Methods: The exonic regions of SLC22A11 and SLC22A12 were sequenced in 422 individuals with hyperuricaemia or gout (Polynesian = 227, European = 195) and 386 individuals without hyperuricaemia or gout (Polynesian = 213, European = 173). All non-synonymous variants were identified and analysed using burden testing methods. The difference in uptake of [14C]-labelled urate between each modified protein (non-synonymous variant construct) and the wild-type protein was assessed in vitro.
Results: Sixteen missense (SLC22A11 = 9, SLC22A12 = 7) and two nonsense variants (SLC22A11 = 1, SLC22A12 = 1) were identified in the SLC22A11 (OAT4) and SLC22A12 (URAT1) exonic sequences. Burden analyses of the SLC22A12 variants produced a significant protective effect (P = 0.01) in the European cohort, but not in the Polynesian cohort (P = 0.73). This effect in European was reflected in significantly reduced [14C]-labelled urate uptake in all but one of the modified URAT1 proteins (~2 to 40% of wild-type activity). In contrast, burden analysis of SLC22A11 non-synonymous variants identified a significant risk of hyperuricaemia in Europeans (P = 0.02), but not Polynesians (P = 0.29). Wild-type OAT4 transporter activity was substantially less than that of wild-type URAT1, and only four of the seven OAT4 protein variants exhibited some reduction in activity (~60 to 70% of wild-type activity).

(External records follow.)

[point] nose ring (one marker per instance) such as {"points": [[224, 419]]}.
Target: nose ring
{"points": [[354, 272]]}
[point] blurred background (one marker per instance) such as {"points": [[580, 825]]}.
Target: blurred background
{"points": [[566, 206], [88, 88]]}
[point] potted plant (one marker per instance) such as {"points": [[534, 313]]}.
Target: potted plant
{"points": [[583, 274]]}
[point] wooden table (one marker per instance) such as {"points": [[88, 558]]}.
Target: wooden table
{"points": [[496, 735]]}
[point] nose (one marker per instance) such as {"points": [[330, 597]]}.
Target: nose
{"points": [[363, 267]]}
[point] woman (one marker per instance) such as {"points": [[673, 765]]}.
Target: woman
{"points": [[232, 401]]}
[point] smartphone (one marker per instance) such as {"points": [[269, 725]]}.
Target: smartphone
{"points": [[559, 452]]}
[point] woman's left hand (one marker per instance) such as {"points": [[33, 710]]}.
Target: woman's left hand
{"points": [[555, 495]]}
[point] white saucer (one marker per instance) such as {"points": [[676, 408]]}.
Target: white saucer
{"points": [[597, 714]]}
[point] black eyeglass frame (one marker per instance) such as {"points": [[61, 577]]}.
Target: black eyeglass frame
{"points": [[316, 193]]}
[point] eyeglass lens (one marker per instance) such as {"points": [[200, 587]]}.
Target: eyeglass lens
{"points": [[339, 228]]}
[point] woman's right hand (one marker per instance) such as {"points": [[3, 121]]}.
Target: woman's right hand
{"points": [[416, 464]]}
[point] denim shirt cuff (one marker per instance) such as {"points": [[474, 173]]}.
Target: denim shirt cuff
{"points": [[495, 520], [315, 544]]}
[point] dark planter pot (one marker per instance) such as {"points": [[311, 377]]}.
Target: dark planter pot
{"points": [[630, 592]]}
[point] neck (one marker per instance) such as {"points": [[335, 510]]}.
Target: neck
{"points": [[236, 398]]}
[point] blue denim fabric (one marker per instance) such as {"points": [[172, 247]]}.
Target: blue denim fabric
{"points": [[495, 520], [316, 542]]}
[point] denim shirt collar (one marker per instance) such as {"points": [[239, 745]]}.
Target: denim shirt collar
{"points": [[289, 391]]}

Conclusions: Rare non-synonymous variants in both SLC22A12 and SLC22A11 significantly associate with hyperuricaemia in European individuals. This is the first time rare genetic variants in SLC22A11 have been implicated in causing hyperuricaemia, and our findings challenge the current understanding of OAT4 (SLC22A11) as a transporter that mediates renal uric acid reabsorption; modest loss-of-function variants are associated with hyperuricemia, suggesting that OAT4 may function as a secretory urate transporter in vivo.